Bash in Python made easy

When I need to run bash commands or isis3 programs within a python script I turn to a neat library called sh to make my life easier and to avoid directly using the subprocess module myself. Go check it out, I also found a few other similar projects that exist and will list them below with sh.

https://plumbum.readthedocs.io/en/latest/index.html

https://amoffat.github.io/sh/

3 Likes

I find also sh incredibly useful. The standard option subprocess isn’t bad, but need a lot more boilerplate to work with and less intuitive.
Should we add some basic example comparison between the proposed solution?
Something on the line “how can I list all the file in current directory with ls -l” ?

1 Like

Yeah we could, I provided a link to the documentation that has simple examples like that but it depends on the format intended for the forum, alternatively a medium post could be made

I thought something a lá stackoverflow, with only a minimal working example, could be helpful for the reader looking for a taste of your suggestion. More that than would be hard to maintain.

Is there maybe a better example? Because ls -l really should be done with pathlib.Path('.').glob('*'); I know, it looks more work, but is actually safer for directories with several thousand entries, where ls will fail, but pathlib (based on os) doesn’t.

Thousand times YES for pathlib, I love it!! Mainly because I was using sys+os before :face_vomiting:

The point is to show a command simple enough to not get new user lost in understanding what the command should do in the first place and focus on the python+shell.
ls is well known and has a rich set of subcommand.

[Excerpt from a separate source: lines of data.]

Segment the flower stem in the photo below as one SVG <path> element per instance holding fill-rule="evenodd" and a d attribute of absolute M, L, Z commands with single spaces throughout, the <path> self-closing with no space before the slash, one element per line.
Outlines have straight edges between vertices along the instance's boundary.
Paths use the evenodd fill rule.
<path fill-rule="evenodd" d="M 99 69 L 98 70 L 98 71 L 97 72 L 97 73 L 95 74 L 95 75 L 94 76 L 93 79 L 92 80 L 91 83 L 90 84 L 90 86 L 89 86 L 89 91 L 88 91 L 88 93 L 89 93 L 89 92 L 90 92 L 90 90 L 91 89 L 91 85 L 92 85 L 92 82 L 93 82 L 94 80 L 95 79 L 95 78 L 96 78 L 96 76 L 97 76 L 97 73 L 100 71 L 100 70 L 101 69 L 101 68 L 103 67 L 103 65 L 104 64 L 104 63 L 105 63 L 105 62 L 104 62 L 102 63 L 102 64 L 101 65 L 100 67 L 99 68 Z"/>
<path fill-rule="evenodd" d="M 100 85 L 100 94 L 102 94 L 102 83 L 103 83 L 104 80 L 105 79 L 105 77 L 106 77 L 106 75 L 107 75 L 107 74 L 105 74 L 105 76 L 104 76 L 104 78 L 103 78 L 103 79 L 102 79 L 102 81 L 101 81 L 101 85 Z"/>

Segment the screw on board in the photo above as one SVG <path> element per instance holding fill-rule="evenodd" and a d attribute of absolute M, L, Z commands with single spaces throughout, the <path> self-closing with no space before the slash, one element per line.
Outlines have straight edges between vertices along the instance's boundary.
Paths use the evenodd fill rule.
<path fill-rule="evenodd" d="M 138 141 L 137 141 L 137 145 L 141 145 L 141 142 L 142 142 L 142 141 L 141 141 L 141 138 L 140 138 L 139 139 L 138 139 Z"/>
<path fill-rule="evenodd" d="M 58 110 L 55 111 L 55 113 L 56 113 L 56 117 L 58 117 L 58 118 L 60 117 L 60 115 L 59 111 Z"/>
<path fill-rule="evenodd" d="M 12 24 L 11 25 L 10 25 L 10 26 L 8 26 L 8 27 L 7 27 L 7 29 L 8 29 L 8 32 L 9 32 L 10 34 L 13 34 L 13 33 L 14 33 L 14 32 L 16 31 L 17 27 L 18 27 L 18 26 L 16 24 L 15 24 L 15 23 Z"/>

Do you have any other suggestion ? Maybe something that accept variable and not only options would be nice.

My idea is to have one command and list how you can use it in python with different solution, than we can always point the user to that page. Maybe a post here / wiki in github would / post on medium (that I hate more and more) would be useful.

How about “grep -l string” to get the list of files that contain “string”?

Nice one, grep is good , something like grep -f FILE -A 2 -B 2 -v -l string

This tool is super nice to explain shell commands explainshell.com - grep -f FILE -A 2 -B 2 -v -l string

Woah, how cool is that! Nice find!

Yes, this is also super nice to explain to people your command in presentation for example.